Neurosurgery has now reached a mature stage in Japan, and the baby-boomer generation who initially established Japanese neurosurgery is leaving the operating theater. Therefore, effective education to pass techniques, knowledge, and experience on to the next generation is becoming more and more important year by year. Specific questions in the field of education such as “What should be taught?” “How much should it be taught?” and “What teaching methods are best?” must be answered in order to design a framework for educating and assigning neurovascular surgeons, neuro-endovascular surgeons, and so-called “two-swords surgeons” (trained as both neurovascular and neuro-endovascular surgeons) to satisfy future requirements for neurosurgical care in Japan. Here we give an overview of these problems.
Recently, surgical simulators based on physical virtual reality have been developed based on rapid advances in materials, technology, and IT knowledge, and laboratory training using such simulators has been widely accepted in medical education. However, many unsolved issues still remain in applying such laboratory training to the problems of actual neurosurgery. Surgical experience should be optimized for each trainee during residency, but the problems of individual needs have not yet been solved. For example, training may illustrate how to avoid serious bleeding from an aneurysm, but how to recover after this emergency by point aspiration, temporary clipping, or compression of the carotid artery at the neck portion is rather difficult to teach. Surgical manipulation during such a crisis by a clinical trainee sometimes results in a disaster even under direction of an experienced surgeon. Recently, awareness of patients’ rights has increased, so certification of surgeon’s skill has become an important issue. In this context, the clinical outcomes of the teaching hospital should be maintained to acceptable standards, and standardized education should be provided to each trainee.

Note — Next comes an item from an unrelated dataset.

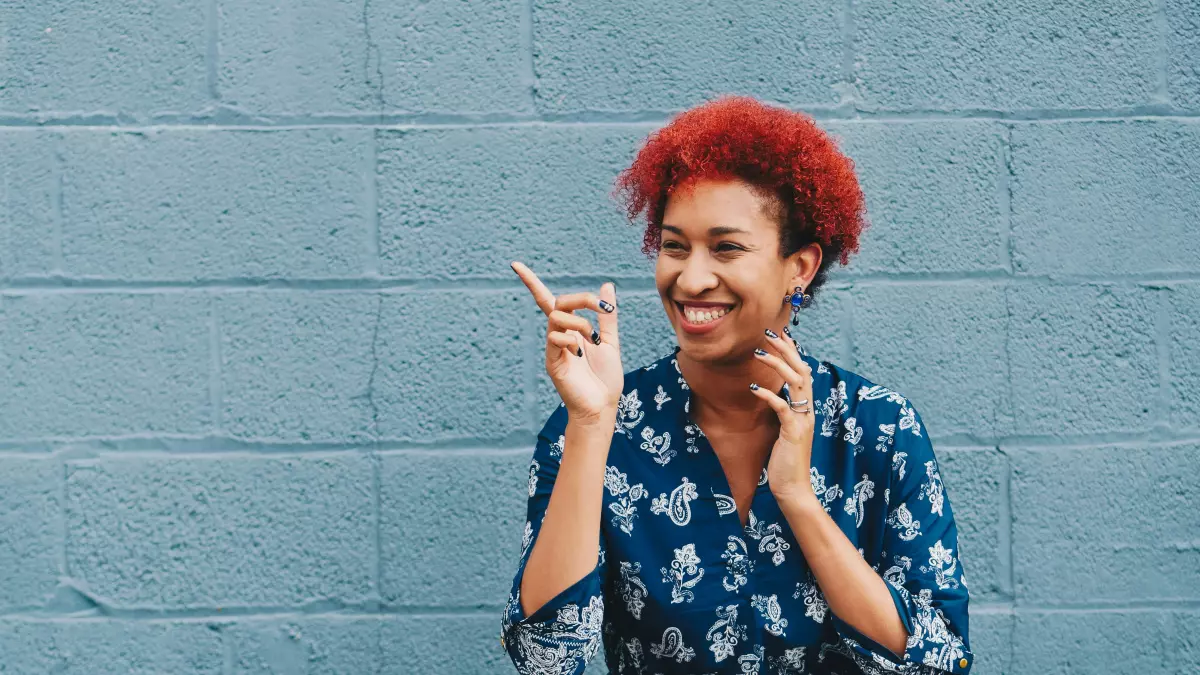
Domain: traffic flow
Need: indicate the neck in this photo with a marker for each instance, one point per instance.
(721, 390)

Further, overall and long-term views are essential for resolving these issues because of the large discrepancies in the population density in Japan of physicians from clinical specialties related to stroke, such as strokology, emergency medicine, neurology, rehabilitation, neurovascular surgery, and neuroendovascular surgery. The prefectural discrepancy ratio for neuroendovascular surgery is the largest at 21.5, but is 4-6 in most other specialties. Therefore, no rigid framework can be established to educate residents and to assign neurovascular surgeons, neuroendovascular surgeons, and two-swords surgeons. However, we must decide how to resolve these issues in the near future despite the many problems.